Personal information
- Full name: George Caris
- Date of birth: 8 June 1927
- Date of death: 10 October 2013 (aged 86)
- Original team(s): Sunday Amateurs
- Height: 182 cm (6 ft 0 in)
- Weight: 81 kg (179 lb)

Playing career^{1}
- Years: Club / Games (Goals)
- 1948–50: South Melbourne / 19 (1)
- 1951–53: Port Melbourne / 48 (-)
- ^{1} Playing statistics correct to the end of 1953.

Career highlights
- Port Melbourne premiership player: 1953;

= George Caris =

Australian rules footballer

George Caris (8 June 1927 – 10 October 2013) was an Australian rules footballer who played with South Melbourne in the Victorian Football League (VFL).

==South Melbourne==
Caris came to South Melbourne from Olympic, a club in the local Sunday Amateur competition. Used as a ruck-rover, Caris made 15 appearances for South Melbourne in the 1948 VFL season and earned a Brownlow Medal vote while playing on Norm Smith, but only managed to play three senior games in 1949.

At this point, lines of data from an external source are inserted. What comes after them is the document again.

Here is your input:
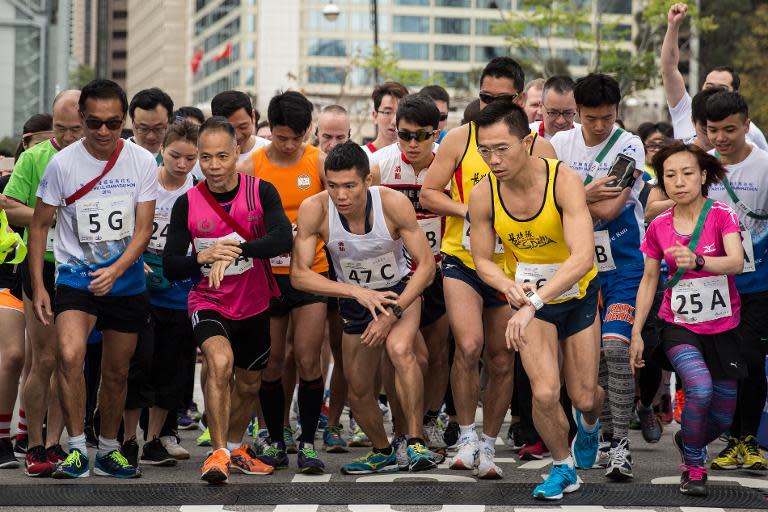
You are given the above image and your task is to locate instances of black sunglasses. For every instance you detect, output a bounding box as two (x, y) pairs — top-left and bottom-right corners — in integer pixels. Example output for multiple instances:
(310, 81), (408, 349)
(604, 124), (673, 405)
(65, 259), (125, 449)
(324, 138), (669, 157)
(82, 116), (124, 131)
(439, 113), (449, 121)
(479, 92), (519, 104)
(397, 129), (437, 142)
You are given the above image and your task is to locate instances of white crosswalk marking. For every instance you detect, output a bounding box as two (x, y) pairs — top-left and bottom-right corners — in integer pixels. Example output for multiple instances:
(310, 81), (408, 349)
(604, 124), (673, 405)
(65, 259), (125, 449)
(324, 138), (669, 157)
(274, 506), (319, 512)
(292, 473), (332, 482)
(518, 456), (553, 469)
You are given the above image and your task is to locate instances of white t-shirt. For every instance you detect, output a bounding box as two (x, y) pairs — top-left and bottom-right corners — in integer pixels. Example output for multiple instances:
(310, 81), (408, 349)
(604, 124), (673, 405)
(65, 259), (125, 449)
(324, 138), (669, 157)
(669, 92), (768, 150)
(551, 126), (646, 273)
(37, 139), (159, 295)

He played his first game of the 1950 season in round four, against Fitzroy, during which he was reported for "kicking" opponent Jack Gaffney. Caris, who had kicked the only goal of his career in the third quarter, was suspended for eight weeks. It would end up being his final appearance at VFL level, in 1951 he left for Port Melbourne.

==VFA==
Caris was a regular member of the Port Melbourne team in the 1951 VFA season, as a half back flanker, although an ankle injury sustained in the club's preliminary final win cost him a grand final appearance.

The following year he was a beneficiary of injury, when he took Denis Fogarty's spot in the starting side for the grand final against Oakleigh, which Port Melbourne lost by 21 points. He kicked two goals and was named amongst Port Melbourne's best players.

In 1953, Caris trained with the Richmond Football Club, but would return to Port Melbourne for a third and final VFA season. He finished his VFA career with a premiership, as a back pocket in Port Melbourne's grand final win over Yarraville.

==Murtoa==
Caris was cleared to Wimmera Football League club Murtoa as coach in 1954. Coach of Murtoa for three seasons, Caris continued as a player until 1960. Following a year as coach of Jung, he returned to Murtoa for a season in 1962, then later in 1968 came out of retirement and played one final season.

He also played cricket for Murtoa and scored his maiden century at 51 years of age.